[OLPC New Zealand] [Testing] New prototype XO-1.75s in Auckland, New Zealand

Tom Parker tom at carrott.org
Wed Aug 24 06:48:41 EDT 2011


On Wed, 2011-08-24 at 07:38 +1000, James Cameron wrote:
> On Tue, Aug 23, 2011 at 10:39:38PM +1200, Tom Parker wrote:
> > Nice! I made a simple "position the turtle based on accelerometer x and
> > y" and found the sensor to be quite noisy. 
> 
> Could you quantify that please?
> 
> Normal shaking of hand, or the earth under you in your case, or nearby
> sound, may generate what appears to be noise.

I must say I hadn't thought about where the noise might be coming from,
I merely wanted to process it out. Is it really sensitive enough to pick
up normal sound (not just boom sounds!)?

Going back to what I was trying to do, I was trying to make a spirit
level, so I'm not interested in vibration. I'm interested in enough
averaging to smooth out the noise (whatever the source) while retaining
enough speed to such that the turtle moves smoothly.

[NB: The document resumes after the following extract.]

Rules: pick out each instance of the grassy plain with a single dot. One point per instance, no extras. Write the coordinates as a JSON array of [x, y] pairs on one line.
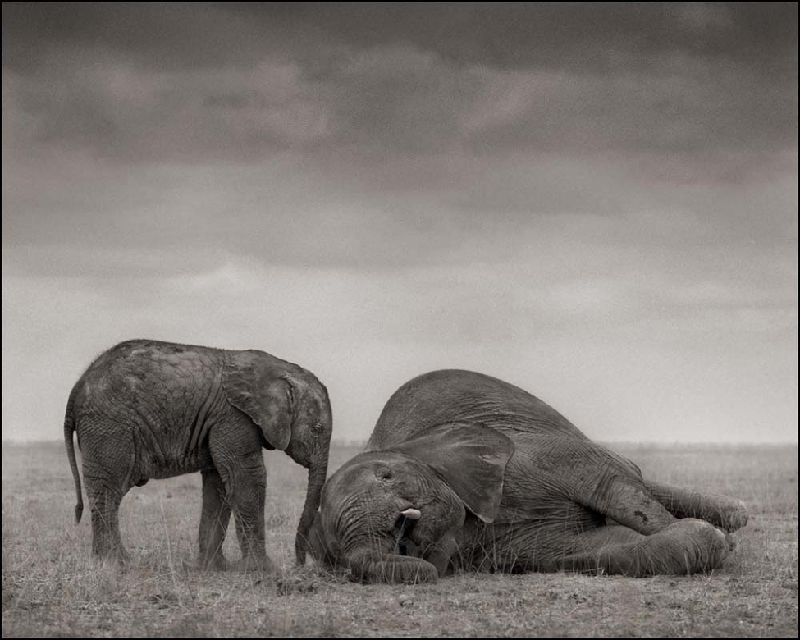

I'm not really familiar enough with Turtle Blocks to know if the
performance I am seeing is because reading the sensor is slow or because
computing the average is. I had the blocks turned off because my program
was in the way of seeing what was happening and I did discover this
greatly speeds things up, but updates were still slow enough to make
finding the zero point difficult.

I suppose exposing the raw data is good for teaching about the
properties of the sensor and the real world (if it is indeed picking up
small vibrations). However I suspect many applications would like some
signal processing and a lot of those would like fast signal processing.
If the sensor is up to it but turtle blocks itself isn't, perhaps some
signal processing could be built in. Either as a separate "average n
values" block, or a property of the accelerometer block?

Then you can have a conversation about the sensor and signal processing
without having to introduce loops and boxes?

There might also be a use case for a "zero" transformation where you
declare the current orientation as zero and thereafter return the offset
from that. My vector math isn't quite good enough to work out how to do
that, never mind express it in Turtle Blocks. I say this because the
first thing I did was wonder why only one axis was near zero with the
laptop sitting "flat". I quickly realized the sensor is in the screen
and the screen was tilted backwards!

Can you make subroutines in turtle blocks? My program was a bit unwieldy
with just two loops in it. I guess I should look at the examples.

Also, we're more than 750km from Christchurch, I didn't feel any of the
big earthquakes, never mind the (still numerous) aftershocks.